Python 2.7.4 (default, Apr  6 2013, 19:54:46) [MSC v.1500 32 bit (Intel)] on win32
Type "help", "copyright", "credits" or "license" for more information.
>>> from orderedmultidict import omdict
>>> omd = omdict([(1,1), (1,11), (1,111), (2,2), (3,3)])
>>> list(omd.iteritems(1)) # all ok
[(1, 1), (1, 11), (1, 111)]
>>> list(omd.iteritems()) # not as documented
[(1, 1), (2, 2), (3, 3)]

Then I noticed that the example in the docstring for
iterallitems is virtually identical to the one in iteritems:

Example:
  omd = omdict([(1,1), (1,11), (1,111), (2,2), (3,3)])
  omd.iterallitems() == (1,1) -> (1,11) -> (1,111) -> (2,2) -> (3,3)
  omd.iterallitems(1) == (1,1) -> (1,11) -> (1,111)
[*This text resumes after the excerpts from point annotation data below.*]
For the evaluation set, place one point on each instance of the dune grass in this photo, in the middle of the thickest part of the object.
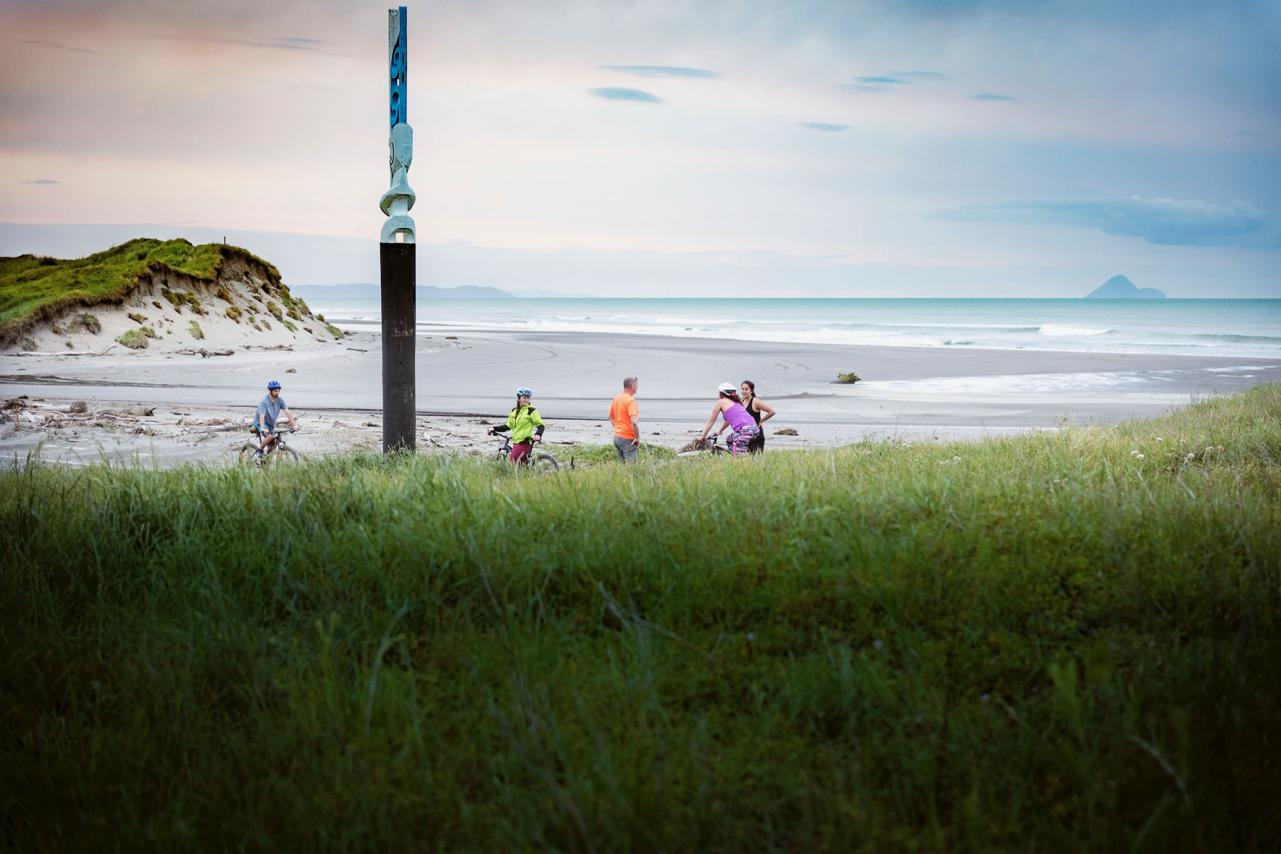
(36, 288)
(1058, 642)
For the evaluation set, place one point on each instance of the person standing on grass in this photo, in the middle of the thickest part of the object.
(742, 425)
(624, 414)
(269, 409)
(760, 412)
(525, 424)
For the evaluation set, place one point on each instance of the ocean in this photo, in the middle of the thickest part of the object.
(1249, 328)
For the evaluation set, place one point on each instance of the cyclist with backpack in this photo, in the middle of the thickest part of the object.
(525, 424)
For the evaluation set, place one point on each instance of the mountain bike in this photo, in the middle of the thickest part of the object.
(536, 459)
(281, 452)
(711, 446)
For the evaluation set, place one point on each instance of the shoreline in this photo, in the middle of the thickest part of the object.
(908, 393)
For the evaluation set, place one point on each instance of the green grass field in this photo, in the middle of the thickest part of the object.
(33, 288)
(1058, 642)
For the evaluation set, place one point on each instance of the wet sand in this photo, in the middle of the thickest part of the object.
(466, 382)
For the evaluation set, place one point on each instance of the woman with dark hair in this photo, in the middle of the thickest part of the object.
(742, 425)
(760, 412)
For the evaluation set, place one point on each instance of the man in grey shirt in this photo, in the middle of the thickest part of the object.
(268, 411)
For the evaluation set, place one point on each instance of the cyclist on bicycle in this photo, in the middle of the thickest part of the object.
(525, 424)
(268, 411)
(742, 425)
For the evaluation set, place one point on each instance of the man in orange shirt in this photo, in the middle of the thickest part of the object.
(624, 414)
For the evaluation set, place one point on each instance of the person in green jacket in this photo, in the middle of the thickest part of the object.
(525, 424)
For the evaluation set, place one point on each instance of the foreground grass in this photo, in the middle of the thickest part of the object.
(35, 288)
(1058, 642)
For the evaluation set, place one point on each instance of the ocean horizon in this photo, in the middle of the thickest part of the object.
(1200, 327)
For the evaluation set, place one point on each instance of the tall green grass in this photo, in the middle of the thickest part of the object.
(1058, 642)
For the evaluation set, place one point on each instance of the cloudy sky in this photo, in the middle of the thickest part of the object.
(666, 149)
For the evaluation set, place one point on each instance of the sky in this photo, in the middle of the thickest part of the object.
(703, 147)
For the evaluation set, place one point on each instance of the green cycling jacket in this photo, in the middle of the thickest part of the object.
(524, 424)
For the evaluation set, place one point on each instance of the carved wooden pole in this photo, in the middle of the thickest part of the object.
(396, 255)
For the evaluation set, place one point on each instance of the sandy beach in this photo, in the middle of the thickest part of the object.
(200, 403)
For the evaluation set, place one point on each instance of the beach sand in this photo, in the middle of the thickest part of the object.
(466, 380)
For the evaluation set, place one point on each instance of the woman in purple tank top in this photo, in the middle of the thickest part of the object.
(741, 423)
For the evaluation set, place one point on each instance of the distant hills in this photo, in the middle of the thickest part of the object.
(1122, 288)
(365, 291)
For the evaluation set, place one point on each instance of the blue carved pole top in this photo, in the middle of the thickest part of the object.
(399, 199)
(397, 40)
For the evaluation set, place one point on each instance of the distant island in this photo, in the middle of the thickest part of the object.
(1122, 288)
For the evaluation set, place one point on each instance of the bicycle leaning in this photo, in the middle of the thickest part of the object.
(709, 446)
(536, 460)
(279, 452)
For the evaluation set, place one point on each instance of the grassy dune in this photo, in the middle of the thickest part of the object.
(1062, 642)
(35, 288)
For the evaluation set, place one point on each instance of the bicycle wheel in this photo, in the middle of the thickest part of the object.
(543, 462)
(283, 457)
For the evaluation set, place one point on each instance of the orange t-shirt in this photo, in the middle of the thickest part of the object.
(621, 411)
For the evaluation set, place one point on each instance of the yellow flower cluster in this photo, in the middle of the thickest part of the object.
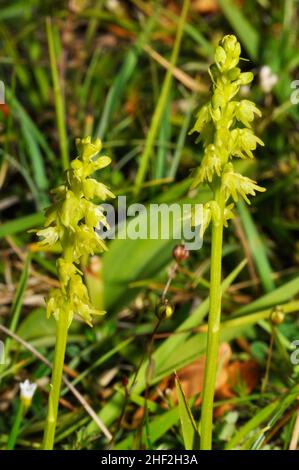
(72, 221)
(224, 125)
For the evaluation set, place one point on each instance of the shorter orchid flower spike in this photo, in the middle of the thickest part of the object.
(27, 391)
(71, 225)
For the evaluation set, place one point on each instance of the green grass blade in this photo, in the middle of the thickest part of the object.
(156, 119)
(58, 96)
(189, 430)
(247, 34)
(21, 224)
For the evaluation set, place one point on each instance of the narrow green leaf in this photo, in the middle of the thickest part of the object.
(247, 34)
(257, 248)
(190, 433)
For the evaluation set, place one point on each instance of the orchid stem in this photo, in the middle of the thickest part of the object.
(55, 386)
(213, 328)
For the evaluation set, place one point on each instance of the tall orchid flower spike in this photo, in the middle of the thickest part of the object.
(72, 222)
(225, 128)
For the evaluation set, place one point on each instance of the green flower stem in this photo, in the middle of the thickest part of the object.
(213, 327)
(16, 427)
(55, 386)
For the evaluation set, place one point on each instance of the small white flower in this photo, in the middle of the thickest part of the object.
(267, 78)
(27, 391)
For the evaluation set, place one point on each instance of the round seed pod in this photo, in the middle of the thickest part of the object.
(180, 253)
(277, 316)
(164, 310)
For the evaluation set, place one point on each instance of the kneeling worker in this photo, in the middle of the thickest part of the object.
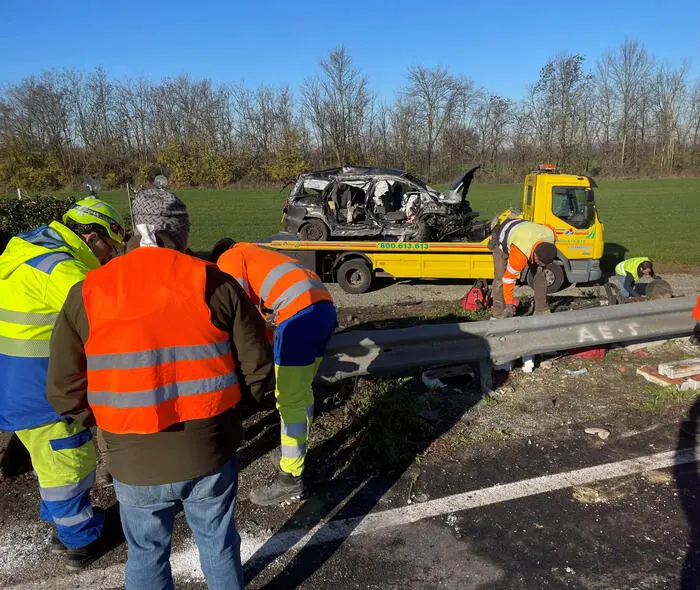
(520, 243)
(629, 271)
(293, 299)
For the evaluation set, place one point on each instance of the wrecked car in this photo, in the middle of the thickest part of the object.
(380, 203)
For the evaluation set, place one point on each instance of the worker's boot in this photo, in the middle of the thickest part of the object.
(77, 559)
(275, 456)
(285, 488)
(103, 478)
(55, 545)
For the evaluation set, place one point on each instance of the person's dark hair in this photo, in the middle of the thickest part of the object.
(83, 229)
(220, 247)
(546, 252)
(647, 264)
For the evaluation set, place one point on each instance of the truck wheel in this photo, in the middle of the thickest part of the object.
(554, 274)
(314, 230)
(355, 276)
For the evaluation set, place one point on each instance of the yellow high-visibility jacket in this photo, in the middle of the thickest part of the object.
(37, 269)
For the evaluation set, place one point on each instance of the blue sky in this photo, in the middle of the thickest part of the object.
(500, 45)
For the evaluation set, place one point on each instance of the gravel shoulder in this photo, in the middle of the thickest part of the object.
(410, 292)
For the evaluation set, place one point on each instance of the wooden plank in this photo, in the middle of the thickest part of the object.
(652, 375)
(680, 369)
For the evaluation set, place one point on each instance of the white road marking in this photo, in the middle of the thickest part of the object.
(185, 563)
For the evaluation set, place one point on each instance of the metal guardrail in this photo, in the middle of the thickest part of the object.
(379, 352)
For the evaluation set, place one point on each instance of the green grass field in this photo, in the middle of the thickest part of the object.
(655, 218)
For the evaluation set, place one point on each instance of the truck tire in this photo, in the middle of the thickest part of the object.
(314, 230)
(355, 276)
(555, 277)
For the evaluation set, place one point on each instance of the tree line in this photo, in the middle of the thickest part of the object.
(627, 114)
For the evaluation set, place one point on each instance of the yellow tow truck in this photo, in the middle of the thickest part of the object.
(564, 202)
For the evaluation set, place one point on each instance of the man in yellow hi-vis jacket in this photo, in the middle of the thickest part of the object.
(37, 269)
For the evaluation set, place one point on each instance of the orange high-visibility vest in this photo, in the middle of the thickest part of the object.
(154, 358)
(272, 280)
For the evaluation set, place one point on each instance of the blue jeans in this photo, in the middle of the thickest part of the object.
(148, 513)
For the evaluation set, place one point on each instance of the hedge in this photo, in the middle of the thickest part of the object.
(29, 213)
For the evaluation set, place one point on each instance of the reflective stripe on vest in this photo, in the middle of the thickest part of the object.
(524, 235)
(504, 234)
(66, 492)
(631, 265)
(155, 360)
(277, 282)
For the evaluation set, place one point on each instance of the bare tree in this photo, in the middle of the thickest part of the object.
(556, 99)
(435, 94)
(630, 70)
(336, 101)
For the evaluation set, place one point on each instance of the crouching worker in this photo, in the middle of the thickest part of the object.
(629, 271)
(695, 337)
(155, 348)
(516, 244)
(37, 270)
(295, 301)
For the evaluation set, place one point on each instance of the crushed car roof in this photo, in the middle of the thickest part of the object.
(363, 171)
So I think either the docstring for iteritems is incorrect OR
the functionality of iteritems is identical to iterallitems?

[gruns]

Awesome -- you found a docstring error.

omd.iteritems() must behave identically to dict.iteritems(). Thus,
the docstring example should be

Example:
  omd = omdict([(1,1), (1,11), (1,111), (2,2), (3,3)])
  omd.iteritems(1) -> (1,1) -> (1,11) -> (1,111)
  omd.iteritems() -> (1,1) -> (2,2) -> (3,3)

I rectified the error and committed the fix. The fix will be included in the
next package version.

Thank you again for bringing this issue to my attention denizdogan.